I sense an enourmous amount of frustration from you which is understandable given your recent experience. I would be surprised if there is a regular long term cyclist who has not known, or known of, someone who was badly injured or killed on their bike but the fault only ever lies with the person responsible whether that be the careless or distracted driver, or the cyclist jumping lights.
I am not seeing whole bunch of people here who are putitng people off high visibility cycling kit. I see very casually deliberate cyclists on a daily basis who are highly visible. It is not just how you look, or whether you have a Christmas tree on the back of your bike for visibility, it is about how you ride.....eyeballing the motorist coming out of a junction...not being on the inside of the articulated lorry turning left at a junction (swap the left for right in the rest of the world).

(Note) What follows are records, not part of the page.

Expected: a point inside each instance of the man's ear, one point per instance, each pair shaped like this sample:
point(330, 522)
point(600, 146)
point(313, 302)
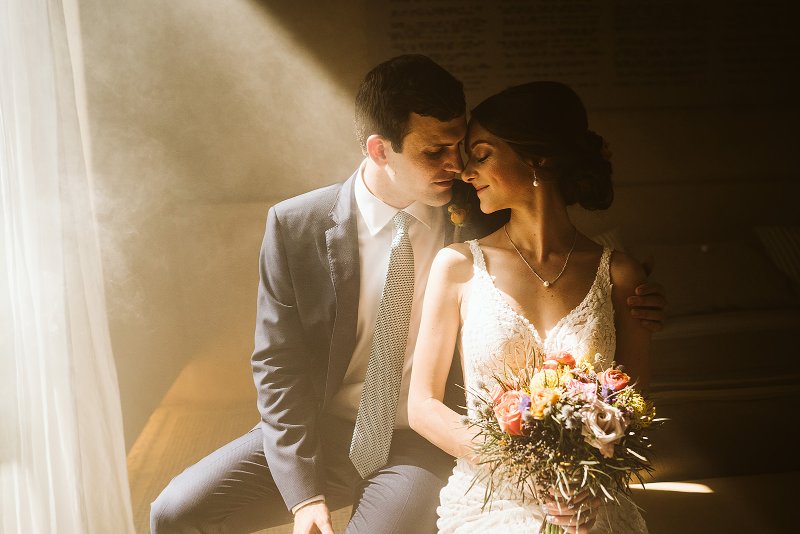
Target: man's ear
point(376, 149)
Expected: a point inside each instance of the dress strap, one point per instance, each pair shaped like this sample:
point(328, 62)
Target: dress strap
point(478, 262)
point(604, 270)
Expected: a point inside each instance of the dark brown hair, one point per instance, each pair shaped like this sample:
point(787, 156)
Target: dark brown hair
point(403, 85)
point(548, 119)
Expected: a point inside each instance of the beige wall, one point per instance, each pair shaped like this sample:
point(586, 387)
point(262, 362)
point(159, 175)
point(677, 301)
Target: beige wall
point(203, 113)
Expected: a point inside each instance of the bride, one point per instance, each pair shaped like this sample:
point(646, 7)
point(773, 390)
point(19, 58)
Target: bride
point(535, 283)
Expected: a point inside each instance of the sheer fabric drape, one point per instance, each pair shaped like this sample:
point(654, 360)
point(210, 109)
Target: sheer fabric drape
point(62, 454)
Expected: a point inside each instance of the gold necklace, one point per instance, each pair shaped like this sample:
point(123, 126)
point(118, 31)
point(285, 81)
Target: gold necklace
point(546, 283)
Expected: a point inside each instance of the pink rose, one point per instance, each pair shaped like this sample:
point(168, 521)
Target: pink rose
point(506, 410)
point(496, 394)
point(614, 379)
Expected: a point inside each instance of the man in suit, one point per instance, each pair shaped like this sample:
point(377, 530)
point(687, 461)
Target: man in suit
point(324, 265)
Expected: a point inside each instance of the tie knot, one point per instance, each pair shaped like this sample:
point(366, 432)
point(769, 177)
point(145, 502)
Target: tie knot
point(401, 222)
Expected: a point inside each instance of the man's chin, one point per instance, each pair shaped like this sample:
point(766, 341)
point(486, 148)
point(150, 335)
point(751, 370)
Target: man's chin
point(440, 198)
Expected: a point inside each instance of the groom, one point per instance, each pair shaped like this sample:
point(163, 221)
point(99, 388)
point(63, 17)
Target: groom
point(325, 335)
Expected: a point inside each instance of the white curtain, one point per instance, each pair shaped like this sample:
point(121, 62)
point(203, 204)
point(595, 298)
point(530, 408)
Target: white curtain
point(62, 454)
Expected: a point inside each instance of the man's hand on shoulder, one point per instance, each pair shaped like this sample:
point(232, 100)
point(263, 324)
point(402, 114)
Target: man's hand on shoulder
point(649, 302)
point(313, 518)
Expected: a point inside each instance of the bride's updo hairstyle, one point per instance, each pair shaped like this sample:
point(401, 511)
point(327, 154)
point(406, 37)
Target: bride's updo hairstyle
point(547, 119)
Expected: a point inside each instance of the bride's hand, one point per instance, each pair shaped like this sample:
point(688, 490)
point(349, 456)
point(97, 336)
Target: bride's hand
point(576, 515)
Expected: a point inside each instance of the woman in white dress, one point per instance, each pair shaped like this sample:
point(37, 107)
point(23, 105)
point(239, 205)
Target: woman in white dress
point(534, 284)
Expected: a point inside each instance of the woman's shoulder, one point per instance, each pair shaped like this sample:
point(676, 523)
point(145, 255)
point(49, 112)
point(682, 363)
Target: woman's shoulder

The article is about......style, and style matters. Riding a bike is dangerous, it always has been and it always will be. I have a wife who rides horses, she accepts that every time she gets on a horse, she is at the mercy of chance and happenstance. She wears a helmet, but....she does not wear body armour, a neck brace or a back guard. She wants to ride the horse and look awesome doing it and she takes that chance everytime and both she and I accept that.
If I ride my bike, and I get hit by a car from a distracted driver, then that is not my fault, that is the drivers fault. I happen to believe that the "way" in which you ride has far more impact on your visibility than what you wear.
You still will not see me wearing a YJA. If the car driver cannot see my lights then no amount of flapply fluoro plastic will help either....and I certainly don't want to be going to hospital wearing one....as my granny always said to me, wear a fresh pair of pants everyday, you never know when you might be in an ambulance with someone needing to take your trousers off!
@scaler911
@Beers
@ChrisO
@Deakus
Well said, all of you. Anecdotally, I've been hit by cars three times in the past two years. Twice while wearing colourful kit (Razesa/Spain jersey, orange Dutch jersey) and the drivers swore they didn't see me. Third time I was wearing black and he DID see me, but turned left across my lane because he didn't think a cyclist would be moving that fast. The last was the only one I walked (limped) away from. I start from the position that riding a bicycle automatically makes you invisible to motorists. Magic jackets (or hats) cannot substitute for awareness, education and experience.